Are the models of disinformation by the left wing only a mirror of the falsehoods disseminated by the right?  Has the discussion of human rights been renewed after being left to the right wing as an issue thanks to left extremist violations?

I invite the Latin American left to especially reflect on this and to examine itself from within.  Let’s hope we can unite communists, socialists, Trotskyists, anarchists and other revolutionaries of the region to come to some consensus.  But who will champion this?  In revolutionary Cuba we’ve been unable to achieve such unity with those on the “inside,” who are everyday more isolated.

“A united left will never be defeated.”  This was voiced thunderously in Allende’s Chile [1970-1973].  The slogan has another reading: The left divided will always be defeated.  This is what we have just seen.  Why haven’t we been capable of uniting?  Why is it that when our programs triumph, they don’t convince?

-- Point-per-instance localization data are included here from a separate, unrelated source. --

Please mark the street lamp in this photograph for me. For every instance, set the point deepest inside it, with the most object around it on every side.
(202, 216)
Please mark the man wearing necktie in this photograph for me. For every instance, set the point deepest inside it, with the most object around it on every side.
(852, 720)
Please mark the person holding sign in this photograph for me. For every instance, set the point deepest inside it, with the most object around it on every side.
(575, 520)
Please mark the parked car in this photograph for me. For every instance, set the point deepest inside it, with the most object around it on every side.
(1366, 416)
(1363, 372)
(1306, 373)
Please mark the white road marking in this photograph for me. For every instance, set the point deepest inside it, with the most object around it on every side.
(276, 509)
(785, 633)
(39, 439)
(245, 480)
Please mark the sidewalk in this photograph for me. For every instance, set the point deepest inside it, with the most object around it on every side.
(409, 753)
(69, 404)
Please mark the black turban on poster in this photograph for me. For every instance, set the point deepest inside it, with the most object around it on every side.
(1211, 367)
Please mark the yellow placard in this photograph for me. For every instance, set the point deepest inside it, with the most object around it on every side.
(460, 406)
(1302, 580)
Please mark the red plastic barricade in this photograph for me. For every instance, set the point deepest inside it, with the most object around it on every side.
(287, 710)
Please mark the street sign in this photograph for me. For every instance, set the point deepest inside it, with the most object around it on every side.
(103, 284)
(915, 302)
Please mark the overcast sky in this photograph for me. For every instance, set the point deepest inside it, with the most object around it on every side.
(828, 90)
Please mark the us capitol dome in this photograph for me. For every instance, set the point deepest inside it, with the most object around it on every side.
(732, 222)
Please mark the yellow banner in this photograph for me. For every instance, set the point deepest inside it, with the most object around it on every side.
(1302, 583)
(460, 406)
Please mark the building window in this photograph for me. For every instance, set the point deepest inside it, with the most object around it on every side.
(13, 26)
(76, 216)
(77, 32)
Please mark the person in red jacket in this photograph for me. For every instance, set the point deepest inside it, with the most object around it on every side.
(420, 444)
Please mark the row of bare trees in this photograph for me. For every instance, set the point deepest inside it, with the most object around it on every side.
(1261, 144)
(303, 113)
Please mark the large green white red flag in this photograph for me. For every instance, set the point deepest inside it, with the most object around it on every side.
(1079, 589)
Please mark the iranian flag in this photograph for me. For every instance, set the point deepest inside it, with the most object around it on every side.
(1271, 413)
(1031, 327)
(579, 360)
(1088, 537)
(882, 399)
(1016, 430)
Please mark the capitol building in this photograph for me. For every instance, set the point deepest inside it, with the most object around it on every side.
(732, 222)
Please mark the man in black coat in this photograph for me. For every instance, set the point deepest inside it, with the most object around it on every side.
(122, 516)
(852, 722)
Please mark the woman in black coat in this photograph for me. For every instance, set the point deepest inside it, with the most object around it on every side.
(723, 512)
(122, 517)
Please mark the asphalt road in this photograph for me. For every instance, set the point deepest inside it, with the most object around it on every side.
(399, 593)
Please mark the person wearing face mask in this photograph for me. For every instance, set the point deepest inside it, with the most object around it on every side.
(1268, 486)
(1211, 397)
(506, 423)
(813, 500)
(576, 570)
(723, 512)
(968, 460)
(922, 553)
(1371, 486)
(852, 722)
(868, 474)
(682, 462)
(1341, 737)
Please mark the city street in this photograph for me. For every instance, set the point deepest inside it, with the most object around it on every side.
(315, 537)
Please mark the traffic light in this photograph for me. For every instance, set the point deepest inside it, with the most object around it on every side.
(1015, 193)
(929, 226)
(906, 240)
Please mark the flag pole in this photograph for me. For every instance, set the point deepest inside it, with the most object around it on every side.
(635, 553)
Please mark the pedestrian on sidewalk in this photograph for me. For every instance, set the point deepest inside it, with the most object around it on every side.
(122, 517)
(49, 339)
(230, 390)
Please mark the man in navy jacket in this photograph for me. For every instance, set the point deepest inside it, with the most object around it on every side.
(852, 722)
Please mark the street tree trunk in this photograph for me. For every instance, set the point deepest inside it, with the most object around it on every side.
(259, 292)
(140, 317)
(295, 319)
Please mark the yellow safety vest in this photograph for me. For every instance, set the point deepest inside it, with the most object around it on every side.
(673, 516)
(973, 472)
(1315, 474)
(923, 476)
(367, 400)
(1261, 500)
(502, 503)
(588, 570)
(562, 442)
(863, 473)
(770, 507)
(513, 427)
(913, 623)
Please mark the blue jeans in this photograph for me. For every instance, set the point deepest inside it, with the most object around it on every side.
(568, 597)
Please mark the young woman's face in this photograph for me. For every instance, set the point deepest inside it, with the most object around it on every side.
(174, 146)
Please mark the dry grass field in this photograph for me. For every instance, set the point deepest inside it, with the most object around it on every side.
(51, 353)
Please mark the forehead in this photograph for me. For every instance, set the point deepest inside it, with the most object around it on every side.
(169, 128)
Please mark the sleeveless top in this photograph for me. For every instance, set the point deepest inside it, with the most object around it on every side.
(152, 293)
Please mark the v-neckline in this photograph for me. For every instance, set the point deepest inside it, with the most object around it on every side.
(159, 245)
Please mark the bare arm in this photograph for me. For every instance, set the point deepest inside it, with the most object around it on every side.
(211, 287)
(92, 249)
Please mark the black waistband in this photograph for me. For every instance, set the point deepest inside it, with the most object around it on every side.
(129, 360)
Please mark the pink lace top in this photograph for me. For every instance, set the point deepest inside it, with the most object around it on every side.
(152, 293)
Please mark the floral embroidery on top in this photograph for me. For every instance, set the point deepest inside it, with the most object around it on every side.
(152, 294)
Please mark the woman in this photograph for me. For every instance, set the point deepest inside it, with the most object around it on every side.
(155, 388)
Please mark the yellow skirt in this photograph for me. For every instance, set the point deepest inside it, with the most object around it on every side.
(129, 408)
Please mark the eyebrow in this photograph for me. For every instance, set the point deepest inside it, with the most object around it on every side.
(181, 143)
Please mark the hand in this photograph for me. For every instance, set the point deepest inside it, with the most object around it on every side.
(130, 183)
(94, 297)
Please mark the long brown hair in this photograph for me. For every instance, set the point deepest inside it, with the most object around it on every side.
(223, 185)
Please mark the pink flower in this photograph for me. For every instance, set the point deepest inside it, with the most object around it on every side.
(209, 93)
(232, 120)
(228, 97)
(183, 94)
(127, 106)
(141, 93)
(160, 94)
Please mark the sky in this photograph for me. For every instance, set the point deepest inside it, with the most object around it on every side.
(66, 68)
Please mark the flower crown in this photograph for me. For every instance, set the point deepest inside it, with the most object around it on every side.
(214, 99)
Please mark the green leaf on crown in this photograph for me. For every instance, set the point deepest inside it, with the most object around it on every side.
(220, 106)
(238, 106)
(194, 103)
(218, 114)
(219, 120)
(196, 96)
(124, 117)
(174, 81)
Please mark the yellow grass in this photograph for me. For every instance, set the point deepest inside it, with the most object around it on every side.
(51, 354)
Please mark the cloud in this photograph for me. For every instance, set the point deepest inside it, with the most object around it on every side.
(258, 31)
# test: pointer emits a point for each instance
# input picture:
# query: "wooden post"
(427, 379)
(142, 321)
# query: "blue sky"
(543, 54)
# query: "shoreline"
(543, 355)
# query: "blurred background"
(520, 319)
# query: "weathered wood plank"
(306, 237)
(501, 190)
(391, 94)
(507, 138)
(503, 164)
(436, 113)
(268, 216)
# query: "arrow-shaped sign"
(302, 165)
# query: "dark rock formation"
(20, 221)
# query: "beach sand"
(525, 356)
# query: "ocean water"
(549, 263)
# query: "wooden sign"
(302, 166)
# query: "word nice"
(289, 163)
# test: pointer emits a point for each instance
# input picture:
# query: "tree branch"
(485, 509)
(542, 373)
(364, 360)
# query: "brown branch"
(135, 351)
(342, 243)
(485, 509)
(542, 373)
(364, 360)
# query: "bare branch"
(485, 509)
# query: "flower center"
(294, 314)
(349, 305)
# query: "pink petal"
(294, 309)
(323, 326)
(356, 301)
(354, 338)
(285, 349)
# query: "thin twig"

A last question: Is it the fault of the right wing and imperialism?

2 thoughts on “Blaming the Left’s Losses on the Right?

  • Pedro’s question is: Why can’t the left unite? Our cooperative republic movement would like a shot at an answer.

    The left cannot unite b/c it does not have a common political program. The basis of such a “uniting” program would have to start with a core understanding of what “authentic,” that is, “workable” socialism actually is.

    In order to have a united left, the left must put forward a political program for a workable new society. Without such an “attractive” program and vision, the left will continue in disunity–all gains ultimately will be lost.

    We are not alone in saying that Cuba, by demonstrating a form of socialism that has a fundamental programmatic flaw, has not yet been able to show a workable model to the world. If she had, the world socialist transformation might have occurred long ago.

    What this means is that the present struggle of the Cuban Party to find a workable, exemplary mechanism for its economy is the key to unity on the left.

  • Thanks for asking the right questions! As individuals, as movements, as nations and as a species, we grow by questioning ourselves, by assessing ourselves, by ever revising ourselves.